3 big Canadian life insurers

The life and health insurance industry in Canada is dominated by three companies – Manulife, Sun Life and Great-West Life.

They are the strongest companies to emerge from a period of consolidation in the 1980s and 1990s and later, the demutualization of the industry.

Demutualization is the process of changing from a company held by its policy holders to a stock company. Manulife was demutualized in 1999 and its stock was listed in New York and Toronto in September of that year, starting trading at $18 Cdn.

The demutualization process resulted in the stock being held widely by Canadians who had formerly been its customers.
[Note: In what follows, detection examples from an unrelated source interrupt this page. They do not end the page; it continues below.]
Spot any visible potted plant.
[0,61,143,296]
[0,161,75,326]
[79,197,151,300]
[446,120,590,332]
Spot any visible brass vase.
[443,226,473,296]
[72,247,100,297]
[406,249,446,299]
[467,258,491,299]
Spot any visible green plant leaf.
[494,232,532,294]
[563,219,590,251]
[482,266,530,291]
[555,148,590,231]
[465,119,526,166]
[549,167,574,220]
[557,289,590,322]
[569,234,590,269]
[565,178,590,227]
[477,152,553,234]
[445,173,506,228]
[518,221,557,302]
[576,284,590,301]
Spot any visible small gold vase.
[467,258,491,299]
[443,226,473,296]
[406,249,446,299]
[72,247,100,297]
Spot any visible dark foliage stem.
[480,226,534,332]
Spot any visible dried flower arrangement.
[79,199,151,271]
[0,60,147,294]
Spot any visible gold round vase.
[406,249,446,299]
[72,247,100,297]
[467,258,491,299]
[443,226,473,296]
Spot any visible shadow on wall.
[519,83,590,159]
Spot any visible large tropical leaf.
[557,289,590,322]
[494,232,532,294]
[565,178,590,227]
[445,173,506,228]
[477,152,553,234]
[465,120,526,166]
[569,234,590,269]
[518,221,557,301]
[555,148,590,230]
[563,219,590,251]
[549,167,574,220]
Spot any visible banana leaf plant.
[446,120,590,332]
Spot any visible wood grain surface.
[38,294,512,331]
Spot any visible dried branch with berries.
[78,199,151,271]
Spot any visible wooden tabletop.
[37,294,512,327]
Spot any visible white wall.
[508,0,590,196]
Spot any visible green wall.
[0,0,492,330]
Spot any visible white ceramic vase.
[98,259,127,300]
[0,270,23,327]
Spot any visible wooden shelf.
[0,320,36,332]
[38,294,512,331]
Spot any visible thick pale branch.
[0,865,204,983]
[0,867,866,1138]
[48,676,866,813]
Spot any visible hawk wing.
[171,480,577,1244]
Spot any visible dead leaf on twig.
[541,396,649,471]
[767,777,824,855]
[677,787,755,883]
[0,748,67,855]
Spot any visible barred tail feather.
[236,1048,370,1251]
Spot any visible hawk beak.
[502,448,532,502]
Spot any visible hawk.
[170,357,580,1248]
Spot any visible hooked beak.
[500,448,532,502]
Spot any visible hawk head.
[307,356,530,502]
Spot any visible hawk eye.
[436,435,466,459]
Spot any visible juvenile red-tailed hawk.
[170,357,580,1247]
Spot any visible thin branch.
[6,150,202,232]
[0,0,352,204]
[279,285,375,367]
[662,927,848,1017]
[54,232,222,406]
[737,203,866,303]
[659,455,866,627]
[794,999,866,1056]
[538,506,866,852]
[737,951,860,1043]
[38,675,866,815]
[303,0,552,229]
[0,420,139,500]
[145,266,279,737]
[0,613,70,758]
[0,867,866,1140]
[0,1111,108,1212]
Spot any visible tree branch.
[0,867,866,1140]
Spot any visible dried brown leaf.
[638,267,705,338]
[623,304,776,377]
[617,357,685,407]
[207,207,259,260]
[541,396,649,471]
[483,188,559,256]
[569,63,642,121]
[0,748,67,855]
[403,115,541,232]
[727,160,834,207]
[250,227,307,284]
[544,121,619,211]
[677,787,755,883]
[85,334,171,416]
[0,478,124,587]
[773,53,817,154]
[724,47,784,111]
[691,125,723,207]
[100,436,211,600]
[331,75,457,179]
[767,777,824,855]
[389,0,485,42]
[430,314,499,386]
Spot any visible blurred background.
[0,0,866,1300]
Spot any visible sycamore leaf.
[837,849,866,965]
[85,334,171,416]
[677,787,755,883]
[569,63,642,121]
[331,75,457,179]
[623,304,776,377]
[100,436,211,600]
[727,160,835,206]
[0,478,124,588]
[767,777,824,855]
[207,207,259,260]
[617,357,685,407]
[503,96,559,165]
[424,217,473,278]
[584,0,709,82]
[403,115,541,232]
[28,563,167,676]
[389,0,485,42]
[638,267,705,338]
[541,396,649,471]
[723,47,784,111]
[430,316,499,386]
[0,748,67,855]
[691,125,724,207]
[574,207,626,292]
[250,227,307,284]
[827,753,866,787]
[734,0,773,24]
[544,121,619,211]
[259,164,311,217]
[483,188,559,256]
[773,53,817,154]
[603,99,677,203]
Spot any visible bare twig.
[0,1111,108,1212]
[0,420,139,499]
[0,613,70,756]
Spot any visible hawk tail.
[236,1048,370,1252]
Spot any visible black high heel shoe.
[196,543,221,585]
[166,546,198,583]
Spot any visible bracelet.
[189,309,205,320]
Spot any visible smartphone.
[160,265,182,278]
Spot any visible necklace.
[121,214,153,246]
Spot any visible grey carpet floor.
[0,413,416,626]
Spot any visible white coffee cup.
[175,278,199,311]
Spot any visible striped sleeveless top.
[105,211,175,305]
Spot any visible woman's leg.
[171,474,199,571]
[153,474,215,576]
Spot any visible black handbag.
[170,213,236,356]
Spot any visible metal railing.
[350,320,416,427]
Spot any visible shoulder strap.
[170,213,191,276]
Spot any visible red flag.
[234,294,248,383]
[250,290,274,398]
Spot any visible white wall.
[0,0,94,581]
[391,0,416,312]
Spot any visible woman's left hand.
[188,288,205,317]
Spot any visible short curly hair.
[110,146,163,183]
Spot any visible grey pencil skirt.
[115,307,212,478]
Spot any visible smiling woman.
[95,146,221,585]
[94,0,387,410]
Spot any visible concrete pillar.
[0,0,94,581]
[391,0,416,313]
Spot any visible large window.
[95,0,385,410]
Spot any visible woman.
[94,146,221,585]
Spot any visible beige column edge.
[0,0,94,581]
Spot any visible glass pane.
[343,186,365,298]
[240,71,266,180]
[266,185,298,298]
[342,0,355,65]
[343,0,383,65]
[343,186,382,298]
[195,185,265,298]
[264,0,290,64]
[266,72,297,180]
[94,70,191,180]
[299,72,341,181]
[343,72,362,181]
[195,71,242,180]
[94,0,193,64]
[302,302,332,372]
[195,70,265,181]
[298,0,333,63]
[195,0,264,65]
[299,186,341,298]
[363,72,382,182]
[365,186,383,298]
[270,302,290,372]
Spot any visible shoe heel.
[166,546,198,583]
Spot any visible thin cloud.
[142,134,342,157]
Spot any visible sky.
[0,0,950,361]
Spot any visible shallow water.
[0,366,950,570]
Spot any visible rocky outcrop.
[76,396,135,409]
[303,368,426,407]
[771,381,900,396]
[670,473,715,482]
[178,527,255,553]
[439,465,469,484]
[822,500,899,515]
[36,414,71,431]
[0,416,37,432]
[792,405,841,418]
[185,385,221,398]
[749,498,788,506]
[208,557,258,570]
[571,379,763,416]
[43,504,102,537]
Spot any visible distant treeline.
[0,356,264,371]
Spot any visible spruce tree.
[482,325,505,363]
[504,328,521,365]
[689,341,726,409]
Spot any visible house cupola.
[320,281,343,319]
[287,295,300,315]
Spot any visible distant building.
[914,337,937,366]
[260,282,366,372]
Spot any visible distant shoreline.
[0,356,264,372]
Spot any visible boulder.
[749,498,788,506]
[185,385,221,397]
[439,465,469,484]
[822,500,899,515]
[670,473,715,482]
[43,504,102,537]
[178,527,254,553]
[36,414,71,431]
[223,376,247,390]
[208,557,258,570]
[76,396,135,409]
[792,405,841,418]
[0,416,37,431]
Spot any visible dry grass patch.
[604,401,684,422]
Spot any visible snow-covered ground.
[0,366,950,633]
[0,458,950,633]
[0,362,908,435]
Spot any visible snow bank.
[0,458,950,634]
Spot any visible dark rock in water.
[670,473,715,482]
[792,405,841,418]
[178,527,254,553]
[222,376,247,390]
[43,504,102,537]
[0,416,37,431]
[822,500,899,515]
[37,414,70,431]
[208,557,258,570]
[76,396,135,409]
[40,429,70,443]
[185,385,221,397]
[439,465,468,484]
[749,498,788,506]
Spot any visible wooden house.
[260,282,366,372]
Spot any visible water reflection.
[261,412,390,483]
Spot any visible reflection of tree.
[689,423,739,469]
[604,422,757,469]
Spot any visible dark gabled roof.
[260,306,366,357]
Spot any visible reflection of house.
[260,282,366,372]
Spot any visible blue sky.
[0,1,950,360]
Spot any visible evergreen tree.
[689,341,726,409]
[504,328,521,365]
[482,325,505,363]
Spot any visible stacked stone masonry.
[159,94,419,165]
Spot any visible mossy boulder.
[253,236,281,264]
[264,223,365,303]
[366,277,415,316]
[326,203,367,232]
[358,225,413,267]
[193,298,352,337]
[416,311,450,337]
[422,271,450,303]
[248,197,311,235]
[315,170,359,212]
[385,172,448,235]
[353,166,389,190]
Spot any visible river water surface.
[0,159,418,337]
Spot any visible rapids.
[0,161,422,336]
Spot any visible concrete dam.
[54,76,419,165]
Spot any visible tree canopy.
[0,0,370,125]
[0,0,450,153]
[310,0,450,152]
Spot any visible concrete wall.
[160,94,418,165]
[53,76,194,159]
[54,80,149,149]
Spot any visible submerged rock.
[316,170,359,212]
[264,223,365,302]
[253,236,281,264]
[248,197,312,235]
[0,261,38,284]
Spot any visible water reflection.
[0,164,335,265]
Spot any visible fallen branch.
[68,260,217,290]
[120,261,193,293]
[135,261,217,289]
Caisse de Depot, which yesterday pledged $500 million toward this deal, is one of its biggest shareholders.

After the demutualization process, there was a spate of amalgamations in the insurance industry. Sun Life merged with Mutual Life and Great-West Life took over Canada Life.

Manulife had amalgamated with North American Life in 1996, In 2004, it made its biggest play, merging with John Hancock, a U.S. firm with a wide range of wealth management and insurance products.

Dearth of choice: CARP

All this consolidation in the industry has resulted a dearth of choice for consumers, says Susan Eng, vice-president of advocacy for CARP, which advocates for older Canadians.

But she said the damage was done over a period of years and she doesn’t believe the takeover of Standard Life will have much real impact for people buying life insurance.

“I think we have no competition between firms of what rates you can have,” she said, adding that insurance for people over 70 is increasingly difficult to secure.

Guloien says consumers will continue to get the same service and the same products they had from Standard Life, though the name on their policy may change in two years, once the companies are integrated.

He doesn't anticipate regulators will try to block the Standard Life deal.

And he's not giving up on further expansion, including in Asia, saying this deal will not drain Manulife's resources.

"We will be able to do Asian acquisitions as well. A lot of people have discovered Asia recently. We’ve been there for over 115 years. The people who have come in more recently are having to pay up to buy certain properties," he said.

"We’re growing our business organically, which is far less expensive than having to acquire a company."